To look at the data, you must use the syntax nc_fid['VARIABLE'][:]. Note that the last '[:]' means that you want to look the values in the variable. 

* If you want only to look at the first value, you would use index '[0]'.
* If you want only to look at the last value, you would use index '[-1]'.
* If you want only to look at every second values, you would use index '[::2]'.


In [None]:
nc_file = 'cmems_obs-ins_glo_phy-temp-sal_my_cora-oa_P1M_1734384081745.nc'
with nc.Dataset(nc_file) as nc_fid:
    latitude = nc_fid['latitude'][:] # print all the latitude values

print('LATITUDE = ', latitude)
print('First value = ', latitude[0])
print('Last value = ', latitude[-1])
print('Print every second values = ', latitude[::2])

In [None]:
nc_file = 'cmems_obs-ins_glo_phy-temp-sal_my_cora-oa_P1M_1734384081745.nc'
with nc.Dataset(nc_file) as nc_fid:
    latitude = nc_fid['latitude'][:] # print all the latitude values
    longitude = nc_fid['longitude'][:] # print all the latitude values
    
# print first and last value separately
print(longitude[0], latitude[-1])

# create a list with first and last values of Longitude
print(longitude[[0,-1]])

Let's read all the data from the netCDF file:

In [14]:
# load netcdf module
import netCDF4 as nc

# load latitude, longitude and data in python variable data
nc_file = 'cmems_obs-ins_glo_phy-temp-sal_my_cora-oa_P1M_1734384081745.nc'
with nc.Dataset(nc_file) as nc_fid:
    LATITUDE = nc_fid['latitude'][:] # print all the latitude values
    LONGITUDE = nc_fid['longitude'][:] # print all the latitude values
    TEMPERATURE = nc_fid['TEMP'][:,:] # note that it's a 2-dim variable
    SALINITY = nc_fid['PSAL'][:,:] # note that it's a 2-dim variable

print(TEMPERATURE)

[[[[-0.9125576019287109 -0.9214654564857483 -0.92674320936203 ...
    -0.9547644257545471 -0.9644861817359924 -0.9725785255432129]
   [-0.917874276638031 -0.9258949160575867 -0.9338327050209045 ...
    -0.9715983867645264 -0.9786617755889893 -0.9876413941383362]
   [-0.9257180094718933 -0.934576153755188 -0.9425758123397827 ...
    -0.9865783452987671 -0.993578314781189 -1.0034362077713013]
   ...
   [-- -- -- ... -- -- --]
   [-- -- -- ... -- -- --]
   [-- -- -- ... -- -- --]]]]


## Some statistics and plots...

In [15]:
# print global mean and standard deviation of temperature (use nanmean and nanstd to ignore NaN values)
import numpy as np
print('mean TEMPERATURE:',np.nanmean(TEMPERATURE))
print('std TEMPERATURE:',np.nanstd(TEMPERATURE))

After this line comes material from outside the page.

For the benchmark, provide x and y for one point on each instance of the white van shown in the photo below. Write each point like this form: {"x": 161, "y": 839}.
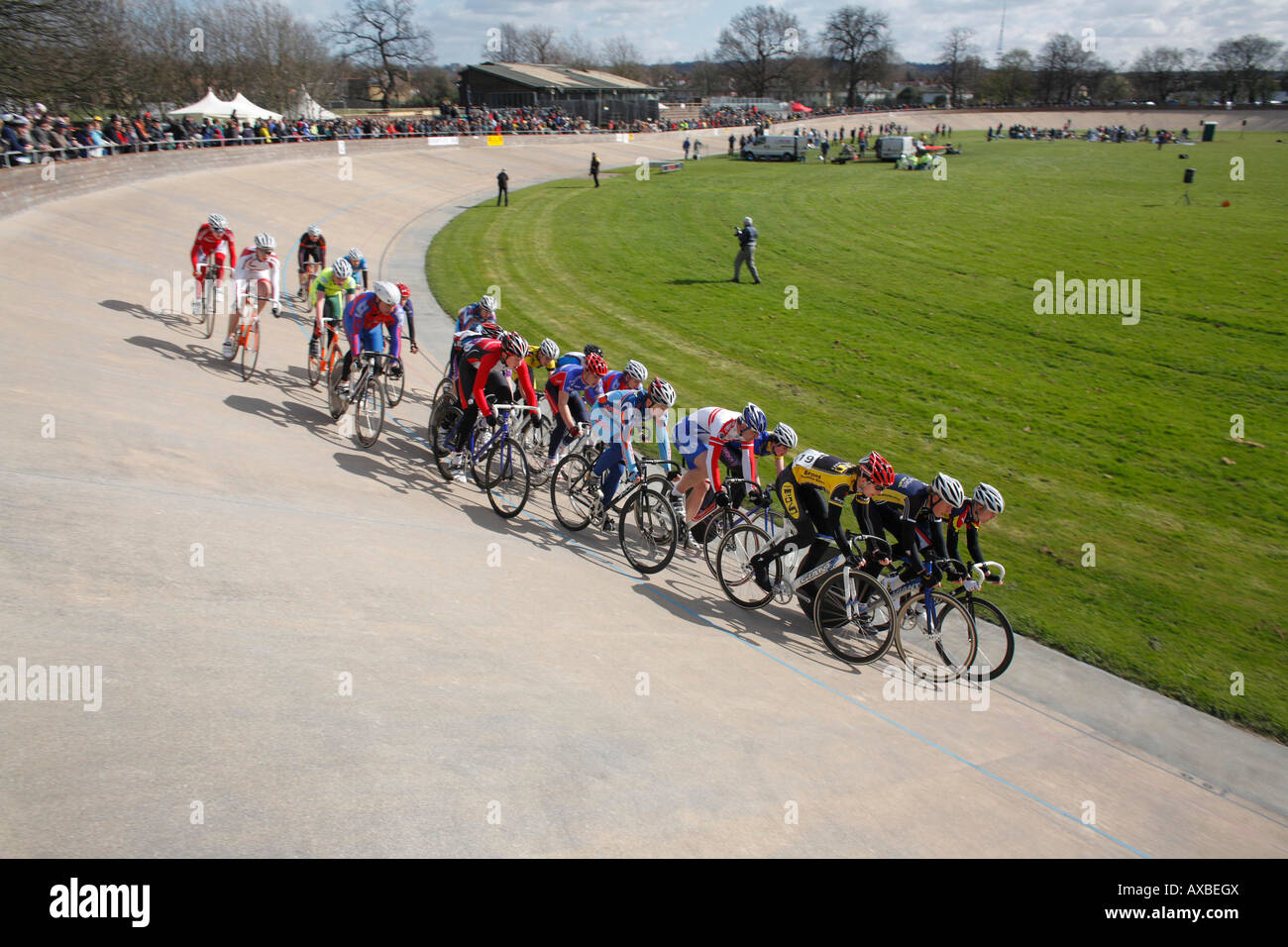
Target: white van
{"x": 774, "y": 149}
{"x": 894, "y": 147}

mean TEMPERATURE: 14.050055
std TEMPERATURE: 11.69037


In [16]:
# print the maximum temperature and indicate at which location the maximum temperature is reached
import numpy as np
print('max TEMPERATURE:',np.nanmax(TEMPERATURE))
index_flattened = np.nanargmax(TEMPERATURE)
index_2d = np.unravel_index(index_flattened, TEMPERATURE.shape )
print('index_flattened = ',index_flattened)
print('index_2d = ',index_2d)
print('latitude_max = ',LATITUDE[index_2d[0]])
print('longitude_max = ',LONGITUDE[index_2d[1]])

print('check that max is reached at position given by index_2d: TEMPERATURE[index_2d]=',TEMPERATURE[index_2d])

max TEMPERATURE: 30.936134
index_flattened =  480131
index_2d =  (0, 0, 666, 611)
latitude_max =  -77.0
longitude_max =  -180.0
check that max is reached at position given by index_2d: TEMPERATURE[index_2d]= 30.936134


## Try it yourself

* What is the global mean surface temperature?
* Can you plot the meridional section of surface temperature at a longitude crossing the centre Baltic proper?